O alarme acabou por surgir em Bruxelas em Março do ano passado, quando a Itália endossou as “novas rotas de seda”, tornando-se no primeiro país do G7 a abrir-se à estratégia chinesa. No Conselho Europeu de Março de 2019, a China foi classificada como um rival sistémico e um concorrente económico à procura da liderança tecnológica. A União Europeia começou então à procura de formas para evitar que a China tome conta de empresas estratégicas, sem conseguir definir os moldes em que isso possa ser contrariado, e a única regra é a de avisar previamente os restantes parceiros europeus se tal cenário se vier a colocar.

É certo que nesta crise em que o mundo se encontra, a China não tem capacidade para se endividar muito mais, a sua dívida global rondava os 266% do PIB em 2019, de acordo com o FMI; muito do seu crescimento assenta no consumo interno, e ele representa agora 60% do seu crescimento, mas só aos poucos está a ser retomado. E sendo o primeiro exportador mundial, a China vai sofrer com a forte quebra da procura externa e uma eventual diversificação, leia-se deslocalização para a Europa de algumas cadeias de produção, já evocadas por Emmanuel Macron para áreas como a saúde, energia, comunicações e inteligência artificial.

Mas com isto não nos enganemos, a ditadura chinesa controla um gigante económico, tecnológico e a dar já sinais de pretender alargar o seu poderio ao domínio militar. Sabe dividir para reinar, vangloriando o multipartidarismo e multiplicando os acordos bilaterais, e está agora numa guerra de propaganda para afirmação do seu modelo na luta contra o vírus.
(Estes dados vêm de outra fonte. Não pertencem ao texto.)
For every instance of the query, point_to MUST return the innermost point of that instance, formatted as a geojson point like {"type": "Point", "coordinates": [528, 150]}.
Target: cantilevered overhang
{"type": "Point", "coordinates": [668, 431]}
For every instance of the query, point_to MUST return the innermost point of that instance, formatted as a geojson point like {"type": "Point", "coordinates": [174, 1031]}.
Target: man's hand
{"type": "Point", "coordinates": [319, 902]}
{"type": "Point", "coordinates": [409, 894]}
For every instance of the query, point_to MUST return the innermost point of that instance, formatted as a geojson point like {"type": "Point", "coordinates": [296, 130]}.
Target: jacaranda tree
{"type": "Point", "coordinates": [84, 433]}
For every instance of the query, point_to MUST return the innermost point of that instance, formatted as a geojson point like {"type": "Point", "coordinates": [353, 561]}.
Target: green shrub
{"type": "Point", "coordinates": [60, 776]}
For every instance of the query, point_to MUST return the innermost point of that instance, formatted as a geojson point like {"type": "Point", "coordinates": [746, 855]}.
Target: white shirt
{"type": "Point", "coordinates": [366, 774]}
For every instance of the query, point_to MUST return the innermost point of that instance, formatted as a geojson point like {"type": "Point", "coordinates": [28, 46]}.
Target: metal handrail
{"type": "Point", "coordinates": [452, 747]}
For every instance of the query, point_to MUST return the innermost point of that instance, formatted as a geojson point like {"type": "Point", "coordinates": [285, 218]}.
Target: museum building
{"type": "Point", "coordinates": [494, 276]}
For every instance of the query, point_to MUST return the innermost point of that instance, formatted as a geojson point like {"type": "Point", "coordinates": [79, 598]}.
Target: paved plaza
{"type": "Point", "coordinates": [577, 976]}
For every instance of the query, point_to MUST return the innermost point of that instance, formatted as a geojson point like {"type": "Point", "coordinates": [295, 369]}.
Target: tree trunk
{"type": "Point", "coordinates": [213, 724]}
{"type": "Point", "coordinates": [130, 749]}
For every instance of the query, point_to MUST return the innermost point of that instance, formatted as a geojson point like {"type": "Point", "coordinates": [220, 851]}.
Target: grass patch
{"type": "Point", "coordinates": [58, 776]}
Nesta altura em que as cartas da geopolítica vão ser redistribuídas, a China não vai deixar de ter um papel preponderante. É uma ditadura, mas será sempre incontornável em qualquer cenário futuro. Cabe às democracias europeias não se perderem nos erros contabilísticos da crise do euro, terem a coragem de retomar o quadro de valores que lhe está na base. Nesta Europa mergulhada na incerteza, talvez seja prudente regressar ao passado, a essa necessidade de ultrapassar egoísmos e nacionalismos, mobilizar forças e meios para reconstruir um projecto solidário em nome da paz, do bem comum e da justiça social, como sucedeu após a II guerra mundial.